Hazarika composed an inspirational song in 1968 that anticipated the Assam movement against ‘foreign nationals’. The song’s lyrics celebrate, among other Assamese cultural heroes, Ambikagiri Roychaudhuri (1885-1967), a firebrand nationalist who was jailed during the freedom movement. In the song, Hazarika laments that ‘we no longer have an Ambikagiri to remind us day and night that our land has gone’. Another version of the song recorded at the height of the Assam movement celebrated the ‘thousands’ who were ‘responding to Ambikagiri’s call’.

During the infamous 1983 elections in Assam, held in the backdrop of massacres and boycotts, Hazarika wrote a ballad, 1983 – the year of the devastating fire – the year of the election, which describes a “little brother” who was killed. In the lyrics, Hazarika sought to build a collective Assamese connection to a martyr of 1983 by evoking ties of family and of a village community. The martyr becomes every parent’s son, every sibling’s brother, and every person’s friend.

The song asks: “My little brother disappeared that year. Do you have any news of him? He wanted to build his country and to secure a happy future for those who live in Assam. He did not want to become a stranger in his own land.” It evokes the emotional connection with a family, and says: “Mother does not eat her food, the village youth all wait for you each day, your sister lights an earthen lamp in your room every day and poor old dad goes to the railway station every day, hoping to find you in one of the trains.”

Baruah also analyses and translates the lines of one of his later songs that was set to a martial melody that applauds bravery, sacrifice and heroism: “I salute mother Assam and I dress up to go to war. I salute the river Luit (another name for Brahmaputra) and pray to Goddess Kamakhya; with your blessings and an oath, I am off to war...It is not the time to teach history lessons, it is not the time to take it easy; the enemy taunts us at our gates, leave aside your daily tasks, get ready for war and be prepared to lay down your lives.”

Reflecting the turbulent times of the 1980s and early 1990s, when ULFA had unleashed a spree of violence and killings, one of Hazarika’s songs depicted an Assam where the stillness of death has overwhelmed life: “There is neither joy, nor sorrow. There is no laughter and no tears...There are no rules and no norms...There is only the chess game of death day in and day out.

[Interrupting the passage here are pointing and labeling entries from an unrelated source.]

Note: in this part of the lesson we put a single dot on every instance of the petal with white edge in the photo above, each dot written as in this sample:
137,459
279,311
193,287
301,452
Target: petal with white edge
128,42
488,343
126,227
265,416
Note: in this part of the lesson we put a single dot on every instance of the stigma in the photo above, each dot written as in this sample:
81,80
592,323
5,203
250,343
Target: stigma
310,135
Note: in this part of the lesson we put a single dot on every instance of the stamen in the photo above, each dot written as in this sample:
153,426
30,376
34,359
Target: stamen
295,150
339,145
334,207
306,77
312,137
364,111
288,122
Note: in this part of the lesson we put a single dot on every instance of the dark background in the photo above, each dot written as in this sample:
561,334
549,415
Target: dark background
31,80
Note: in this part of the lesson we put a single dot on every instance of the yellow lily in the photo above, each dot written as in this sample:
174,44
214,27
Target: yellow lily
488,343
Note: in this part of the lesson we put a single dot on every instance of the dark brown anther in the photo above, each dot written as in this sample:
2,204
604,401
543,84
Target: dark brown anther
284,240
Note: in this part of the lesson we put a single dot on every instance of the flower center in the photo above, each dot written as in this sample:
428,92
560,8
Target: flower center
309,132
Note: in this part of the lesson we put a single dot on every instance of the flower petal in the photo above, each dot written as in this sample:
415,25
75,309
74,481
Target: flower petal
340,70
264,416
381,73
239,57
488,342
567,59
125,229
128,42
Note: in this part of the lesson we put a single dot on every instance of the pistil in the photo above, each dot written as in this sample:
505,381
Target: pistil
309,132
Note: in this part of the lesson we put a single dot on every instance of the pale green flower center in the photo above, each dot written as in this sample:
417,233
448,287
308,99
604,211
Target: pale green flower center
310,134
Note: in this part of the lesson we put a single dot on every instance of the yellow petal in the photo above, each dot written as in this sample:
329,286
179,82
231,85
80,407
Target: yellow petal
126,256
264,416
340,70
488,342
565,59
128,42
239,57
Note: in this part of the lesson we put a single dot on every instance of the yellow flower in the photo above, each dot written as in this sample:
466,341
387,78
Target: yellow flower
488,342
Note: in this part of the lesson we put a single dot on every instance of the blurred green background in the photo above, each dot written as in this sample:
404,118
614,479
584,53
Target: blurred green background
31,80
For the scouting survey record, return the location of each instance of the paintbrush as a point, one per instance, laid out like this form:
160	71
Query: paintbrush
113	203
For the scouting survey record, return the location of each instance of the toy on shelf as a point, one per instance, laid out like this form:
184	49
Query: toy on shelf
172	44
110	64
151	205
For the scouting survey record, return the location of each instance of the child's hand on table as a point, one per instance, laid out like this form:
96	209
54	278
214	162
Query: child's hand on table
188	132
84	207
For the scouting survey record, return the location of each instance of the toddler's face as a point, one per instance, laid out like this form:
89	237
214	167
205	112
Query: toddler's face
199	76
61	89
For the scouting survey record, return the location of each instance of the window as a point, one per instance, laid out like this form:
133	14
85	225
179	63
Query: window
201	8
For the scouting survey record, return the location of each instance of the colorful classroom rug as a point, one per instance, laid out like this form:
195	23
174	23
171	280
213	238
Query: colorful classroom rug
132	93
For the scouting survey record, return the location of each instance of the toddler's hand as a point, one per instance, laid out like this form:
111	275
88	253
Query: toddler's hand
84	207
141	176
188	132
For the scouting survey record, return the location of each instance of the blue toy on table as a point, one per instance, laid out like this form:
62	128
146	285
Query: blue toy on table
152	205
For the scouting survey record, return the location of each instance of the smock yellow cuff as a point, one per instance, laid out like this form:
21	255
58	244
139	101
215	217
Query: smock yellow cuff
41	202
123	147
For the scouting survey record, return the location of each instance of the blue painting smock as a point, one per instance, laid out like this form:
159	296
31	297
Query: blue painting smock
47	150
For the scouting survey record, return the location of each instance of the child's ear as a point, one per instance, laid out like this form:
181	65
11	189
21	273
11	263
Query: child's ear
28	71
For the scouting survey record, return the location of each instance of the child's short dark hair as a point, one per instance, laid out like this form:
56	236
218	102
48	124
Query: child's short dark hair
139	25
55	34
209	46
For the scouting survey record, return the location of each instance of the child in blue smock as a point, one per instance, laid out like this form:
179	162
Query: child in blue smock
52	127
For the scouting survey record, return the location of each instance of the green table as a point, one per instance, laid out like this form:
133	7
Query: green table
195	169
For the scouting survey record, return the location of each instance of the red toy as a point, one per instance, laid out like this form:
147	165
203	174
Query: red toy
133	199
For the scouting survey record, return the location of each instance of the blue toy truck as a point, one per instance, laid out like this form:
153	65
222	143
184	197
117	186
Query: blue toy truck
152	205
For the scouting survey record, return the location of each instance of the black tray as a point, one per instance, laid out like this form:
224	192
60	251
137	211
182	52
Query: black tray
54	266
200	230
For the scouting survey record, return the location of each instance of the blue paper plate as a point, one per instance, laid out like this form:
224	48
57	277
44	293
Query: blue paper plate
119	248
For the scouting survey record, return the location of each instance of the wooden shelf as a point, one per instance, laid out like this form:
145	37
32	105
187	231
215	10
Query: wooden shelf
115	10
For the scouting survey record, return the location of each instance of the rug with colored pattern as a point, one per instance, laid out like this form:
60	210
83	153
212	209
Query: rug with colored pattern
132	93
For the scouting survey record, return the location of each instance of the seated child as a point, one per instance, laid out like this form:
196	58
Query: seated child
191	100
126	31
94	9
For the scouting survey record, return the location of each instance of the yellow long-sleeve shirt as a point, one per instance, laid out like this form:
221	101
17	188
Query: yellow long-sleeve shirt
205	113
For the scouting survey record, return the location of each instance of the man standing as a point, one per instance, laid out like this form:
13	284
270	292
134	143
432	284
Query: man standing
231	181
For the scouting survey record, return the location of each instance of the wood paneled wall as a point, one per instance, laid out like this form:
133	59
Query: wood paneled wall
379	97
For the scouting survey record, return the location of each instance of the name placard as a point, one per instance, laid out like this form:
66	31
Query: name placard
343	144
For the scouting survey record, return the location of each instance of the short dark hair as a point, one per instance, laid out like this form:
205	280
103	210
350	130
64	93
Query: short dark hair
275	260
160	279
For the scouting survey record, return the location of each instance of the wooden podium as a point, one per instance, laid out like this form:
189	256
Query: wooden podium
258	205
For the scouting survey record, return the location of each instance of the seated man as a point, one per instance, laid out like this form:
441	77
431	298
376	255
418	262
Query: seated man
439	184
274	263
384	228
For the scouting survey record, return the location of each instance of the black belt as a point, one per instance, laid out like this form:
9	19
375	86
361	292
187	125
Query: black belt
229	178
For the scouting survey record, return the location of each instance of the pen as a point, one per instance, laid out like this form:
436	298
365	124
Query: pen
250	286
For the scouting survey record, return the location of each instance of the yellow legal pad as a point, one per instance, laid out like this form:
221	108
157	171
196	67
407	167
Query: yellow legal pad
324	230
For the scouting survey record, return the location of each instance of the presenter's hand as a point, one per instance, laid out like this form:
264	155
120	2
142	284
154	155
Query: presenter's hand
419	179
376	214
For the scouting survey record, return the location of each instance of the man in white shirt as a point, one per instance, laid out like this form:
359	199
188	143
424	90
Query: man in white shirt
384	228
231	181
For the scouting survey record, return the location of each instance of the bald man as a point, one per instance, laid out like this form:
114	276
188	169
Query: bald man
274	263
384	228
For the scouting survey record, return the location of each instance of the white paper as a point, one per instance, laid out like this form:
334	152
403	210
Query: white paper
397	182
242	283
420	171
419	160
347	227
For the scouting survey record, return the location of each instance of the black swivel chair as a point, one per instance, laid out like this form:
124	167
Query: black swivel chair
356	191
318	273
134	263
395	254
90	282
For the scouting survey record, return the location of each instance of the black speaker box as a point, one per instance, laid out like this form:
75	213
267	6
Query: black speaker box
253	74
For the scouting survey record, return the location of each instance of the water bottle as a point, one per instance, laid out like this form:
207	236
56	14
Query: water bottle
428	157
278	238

And amidst it, all things of beauty flee in fear.”

Noting the deeply inter-textual nature of Hazarika’s work, Baruah writes: “[His] music illustrates the imaginative possibilities of making India’s regional sub-nationalism compatible with pan-Indian nationalism.

Few of India’s cultural icons have so clearly reflected politics, and guided people through difficult times as Hazarika did in his lifetime.